“My mom was ironing clothes when she said to me, ‘I have to tell you something.’ »

Andréane Letendre was 12 years old. What her mother was about to tell her was that she had been conceived with a donation of gametes.

“I didn’t take it very well,” she said in an interview.

Today the mother of two children, she still does not know her biological origins.

The hearings, in recent weeks, on the bill on the rights of surrogate mothers and children resulting from a pregnancy plan for others have therefore personally challenged her, because it includes a section on the right to knowledge of origins.

Ms. Letendre is the only third-party born person to have presented a brief to the National Assembly during the hearings for this Bill 12 (no surrogate children and no surrogates submitted one).

The bill provides that the name of the parent must be transmitted to his descendants. The donor may still refuse to contact his descendant and this wish must be respected, failing which the applicant will be exposed to punitive damages.

The bill also says that “it is up to the parent of the child to inform him that he is the product of procreation involving the contribution of a third party”.
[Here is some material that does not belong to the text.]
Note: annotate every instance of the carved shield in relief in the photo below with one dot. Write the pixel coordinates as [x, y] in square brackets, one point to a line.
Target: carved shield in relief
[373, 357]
But “no recourse will be possible for a child to whom the parents have not revealed the truth about his origins”, observes Ms. Letendre, who recalls that in her case, the secret was kept for 12 years, and that her parents could have never said anything.

Will the current generation that uses donated gametes or surrogacy be more open with their children?
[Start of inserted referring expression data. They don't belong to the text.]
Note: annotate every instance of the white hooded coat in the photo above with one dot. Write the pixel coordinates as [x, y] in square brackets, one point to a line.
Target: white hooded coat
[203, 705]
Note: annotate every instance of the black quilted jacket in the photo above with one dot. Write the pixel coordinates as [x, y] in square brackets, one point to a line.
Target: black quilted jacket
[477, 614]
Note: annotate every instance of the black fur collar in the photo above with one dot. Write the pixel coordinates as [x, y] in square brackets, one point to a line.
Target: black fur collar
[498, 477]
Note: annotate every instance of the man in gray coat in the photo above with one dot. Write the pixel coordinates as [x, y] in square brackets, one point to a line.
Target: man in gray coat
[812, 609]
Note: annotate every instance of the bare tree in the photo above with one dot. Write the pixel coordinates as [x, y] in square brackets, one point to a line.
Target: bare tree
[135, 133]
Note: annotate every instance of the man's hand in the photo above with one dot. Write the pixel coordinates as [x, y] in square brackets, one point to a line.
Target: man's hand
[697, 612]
Ms. Letendre recalls that the Charter of Human Rights and Freedoms was amended in 2022 to include the right of everyone to know their origins.

Furthermore, continues Ms. Letendre, at the present time, anonymity remains offered to gamete donors in Canada, as is the case with the gamete banks in the United States which may be used by intended parents. here.
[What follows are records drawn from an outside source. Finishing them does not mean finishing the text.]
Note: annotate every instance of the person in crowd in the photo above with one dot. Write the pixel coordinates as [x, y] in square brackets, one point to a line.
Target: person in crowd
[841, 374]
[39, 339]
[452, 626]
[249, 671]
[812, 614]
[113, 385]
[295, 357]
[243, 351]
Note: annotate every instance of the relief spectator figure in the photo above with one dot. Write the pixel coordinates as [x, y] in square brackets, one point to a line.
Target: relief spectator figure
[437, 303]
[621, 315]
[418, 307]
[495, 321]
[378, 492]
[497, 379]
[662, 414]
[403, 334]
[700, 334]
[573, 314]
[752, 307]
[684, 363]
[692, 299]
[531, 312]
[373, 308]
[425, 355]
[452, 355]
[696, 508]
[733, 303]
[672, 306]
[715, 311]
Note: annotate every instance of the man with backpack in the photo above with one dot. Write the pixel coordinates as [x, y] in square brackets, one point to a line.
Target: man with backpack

The anonymity of gamete donations was also at the heart of the news in 2020, when children resulting from sperm donations demanded better supervision of fertility clinics and the end of donor anonymity. They pleaded in the case of Norman Barwin, the Ottawa doctor who deceived his patients by using his own sperm for the conception of 16 children and who, for 75 others, did not use the sperm of the intended donor.

If the government really intends to give everyone the right to know their origins, “clinics should be required to keep and transmit the information they already hold to the registry that will be created,” says Ms. Letendre.

When it comes to designing with third-party input, however, they “have the most information about designs that have taken place in the past.” Access to this information is still denied to us, as it is part of our parents’ medical records.”

As it stands, the intentions of the bill are laudable, believes Ms. Letendre, who nevertheless believes that in reality, “we will not have more access to our files”.

Ms. Letendre is also in favor of the possibility for donors, provided for in the bill, to refuse to come into contact with the person born of their gametes. What she would like – like other people in her situation of her acquaintance, she says – is “information and not a relationship”.

That said, Ms. Letendre believes the donor should know how many offspring have been born. Because the idea of ​​meeting three people does not have the same scope as agreeing to meet a very large number of them.

“After donor identification, this is one of the most important pieces of information that we would like to have for obvious reasons,” Ms. Letendre argued in her brief.

Finally, it should be noted that the bill provides that a child resulting from a parental project involving the use of the reproductive material of a third party “cannot claim filiation with respect to the third party who provided his reproductive material to the purposes of the project. Similarly, the latter cannot claim parentage to the child”.